0

I have some rows in my SQL table that contain single byte space characters, and some that contain double byte space characters. I need to identify rows with double byte characters to fix them in the user interface.

My first thought is to use charindex and substring to isolate the space from the rest of the text (SUBSTRING(@SomeField, charindex(' ', @SomeField),1)) and then use DataLength to see if it was double byte or single byte, but it appears that's not going to work. It appears it's giving the same value for both single-byte and double-byte spaces.
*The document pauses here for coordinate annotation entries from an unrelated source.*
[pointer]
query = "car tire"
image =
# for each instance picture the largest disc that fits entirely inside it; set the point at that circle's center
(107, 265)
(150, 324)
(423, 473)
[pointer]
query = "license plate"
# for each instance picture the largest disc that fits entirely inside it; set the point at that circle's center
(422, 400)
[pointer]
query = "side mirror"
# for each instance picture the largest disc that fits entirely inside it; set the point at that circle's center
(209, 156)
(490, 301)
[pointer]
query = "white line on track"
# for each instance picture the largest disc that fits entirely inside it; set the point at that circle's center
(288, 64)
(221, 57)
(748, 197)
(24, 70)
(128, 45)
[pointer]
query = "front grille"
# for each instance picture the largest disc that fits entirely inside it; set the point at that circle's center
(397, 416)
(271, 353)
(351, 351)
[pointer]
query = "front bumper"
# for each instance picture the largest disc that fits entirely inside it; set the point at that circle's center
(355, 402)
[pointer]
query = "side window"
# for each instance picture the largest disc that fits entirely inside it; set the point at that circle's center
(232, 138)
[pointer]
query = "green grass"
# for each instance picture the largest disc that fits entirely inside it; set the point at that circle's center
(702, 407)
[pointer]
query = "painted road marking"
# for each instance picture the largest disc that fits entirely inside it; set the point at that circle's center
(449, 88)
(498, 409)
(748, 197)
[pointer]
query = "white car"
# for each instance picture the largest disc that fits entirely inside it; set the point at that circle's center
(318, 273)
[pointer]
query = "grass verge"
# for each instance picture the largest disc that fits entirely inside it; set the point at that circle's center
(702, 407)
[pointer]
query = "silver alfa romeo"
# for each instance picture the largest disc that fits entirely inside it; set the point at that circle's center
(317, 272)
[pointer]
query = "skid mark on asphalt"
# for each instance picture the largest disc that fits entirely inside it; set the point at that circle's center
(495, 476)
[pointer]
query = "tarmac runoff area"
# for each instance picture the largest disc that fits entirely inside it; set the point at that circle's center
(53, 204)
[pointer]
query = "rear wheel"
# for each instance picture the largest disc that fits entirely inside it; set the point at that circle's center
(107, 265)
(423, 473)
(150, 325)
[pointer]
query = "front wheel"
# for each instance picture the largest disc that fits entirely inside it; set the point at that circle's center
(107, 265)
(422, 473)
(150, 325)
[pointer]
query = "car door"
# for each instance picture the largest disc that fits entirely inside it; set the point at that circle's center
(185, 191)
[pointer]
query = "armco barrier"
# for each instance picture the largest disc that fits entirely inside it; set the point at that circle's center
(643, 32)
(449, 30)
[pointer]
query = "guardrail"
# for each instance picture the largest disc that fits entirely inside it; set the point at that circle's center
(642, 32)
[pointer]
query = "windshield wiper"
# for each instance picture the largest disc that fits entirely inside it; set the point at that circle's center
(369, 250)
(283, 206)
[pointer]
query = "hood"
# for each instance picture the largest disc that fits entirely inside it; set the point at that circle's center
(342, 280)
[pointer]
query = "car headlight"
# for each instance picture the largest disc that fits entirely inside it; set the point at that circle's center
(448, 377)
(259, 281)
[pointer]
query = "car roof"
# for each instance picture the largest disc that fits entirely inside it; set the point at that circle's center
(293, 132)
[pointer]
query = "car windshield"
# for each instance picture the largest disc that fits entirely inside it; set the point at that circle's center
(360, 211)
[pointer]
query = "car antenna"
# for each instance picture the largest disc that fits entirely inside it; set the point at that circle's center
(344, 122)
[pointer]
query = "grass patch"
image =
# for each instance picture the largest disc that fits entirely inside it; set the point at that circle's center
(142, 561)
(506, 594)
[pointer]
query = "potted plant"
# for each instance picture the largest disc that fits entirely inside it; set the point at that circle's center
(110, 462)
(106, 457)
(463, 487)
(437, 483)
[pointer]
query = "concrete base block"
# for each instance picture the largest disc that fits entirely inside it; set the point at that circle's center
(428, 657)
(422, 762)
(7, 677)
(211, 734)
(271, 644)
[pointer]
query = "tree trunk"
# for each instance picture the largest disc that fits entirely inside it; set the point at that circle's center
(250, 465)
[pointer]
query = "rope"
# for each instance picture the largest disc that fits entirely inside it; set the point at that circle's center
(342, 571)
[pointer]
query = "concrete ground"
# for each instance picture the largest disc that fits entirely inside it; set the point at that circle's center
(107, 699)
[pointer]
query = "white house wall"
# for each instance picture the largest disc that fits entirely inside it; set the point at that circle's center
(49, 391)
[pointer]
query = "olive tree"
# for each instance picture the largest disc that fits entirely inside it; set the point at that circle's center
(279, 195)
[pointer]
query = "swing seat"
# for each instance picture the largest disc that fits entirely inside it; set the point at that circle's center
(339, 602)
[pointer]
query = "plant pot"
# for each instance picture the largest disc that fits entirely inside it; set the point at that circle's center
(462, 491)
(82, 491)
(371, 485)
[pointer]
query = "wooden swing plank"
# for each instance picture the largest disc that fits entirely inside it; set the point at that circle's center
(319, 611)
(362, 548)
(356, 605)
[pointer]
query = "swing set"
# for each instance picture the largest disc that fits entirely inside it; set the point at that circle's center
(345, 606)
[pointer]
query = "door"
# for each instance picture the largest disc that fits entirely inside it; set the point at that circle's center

SELECT  DATALENGTH(' ') --double byte space
, DATALENGTH(' ') --single byte space
, LEN(' ') --double byte space
, LEN(' ') --single byte space
DanB
  • 2,022
  • 1
  • 12
  • 24
  • 2
    Just use LIKE on the column that may have the double space. E.g. SELECT * FROM YourTable WHERE DoubleSpaceColName LIKE '% %'; – John Sheridan Aug 30 '19 at 17:36
  • Unfortunately, that is still finding both single byte and double byte spaces. Both `CASE WHEN FieldWithDB LIKE ('% %') THEN 1 ELSE 0 END` and `CASE WHEN FieldWithDB LIKE ('% %') THEN 1 ELSE 0 end` return a value of 1. – Derick Stephensen Aug 30 '19 at 19:09
  • @DerickStephensen By "double-byte white space" do you mean something other than two ordinary consecutive spaces equivalent to ASCII character 32? – Andrew Morton Aug 30 '19 at 19:24
  • And you can always `cast(col as varbinary(200))` to examine exactly what code points are stored, and share the results here. – David Browne - Microsoft Aug 30 '19 at 19:38
  • @AndrewMorton Correct. I'm trying to search a name field that contains English and Japanese entries. English entries have the first and last name separated by a regular space (ascii 32). Some of the Japanese names are separated by a double byte white space character. Here's an example I found on another forum that might help to clarify: " " <--- this is a single-byte white space. " " <--- this is a double-byte white space. "日本 観光" <--- this is a search phrase which contains a single-byte white space. "日本 観光" <--- this is a search phrase which contains a double-byte white space. – Derick Stephensen Aug 30 '19 at 19:43
  • @DavidBrowne-Microsoft Forgive me, i'm not real familiar with varbinary and don't really know what i'm looking for. This is the output when I cast an example value as varbinary: 0x9F53307500306E6F – Derick Stephensen Aug 30 '19 at 19:58

1 Answers1

0

That character U+3000 or select cast(0x0030 as nchar(1)) is apparantly called "Ideographic Space".

You simply need to use unicode literals when using it in code. Both like and charindex work fine. But since it's semantically just a space, most collations will not distinguish between U+0020 (a regular space) and U+3000. So you also need to use a binary collation (or have your database or column set to use one). EG

select 1 where N'原田 潮' like N'% %' collate SQL_Latin1_General_CP437_BIN2

select charindex(N' ' collate SQL_Latin1_General_CP437_BIN2, N'原田 潮') 


select 1 where N'原田 潮' like N'% %' collate SQL_Latin1_General_CP437_BIN2

select charindex(N' ' collate SQL_Latin1_General_CP437_BIN2 , N'原田 潮')

outputs

-----------
1


-----------
3


-----------


-----------
0
David Browne - Microsoft
  • 80,331
  • 6
  • 39
  • 67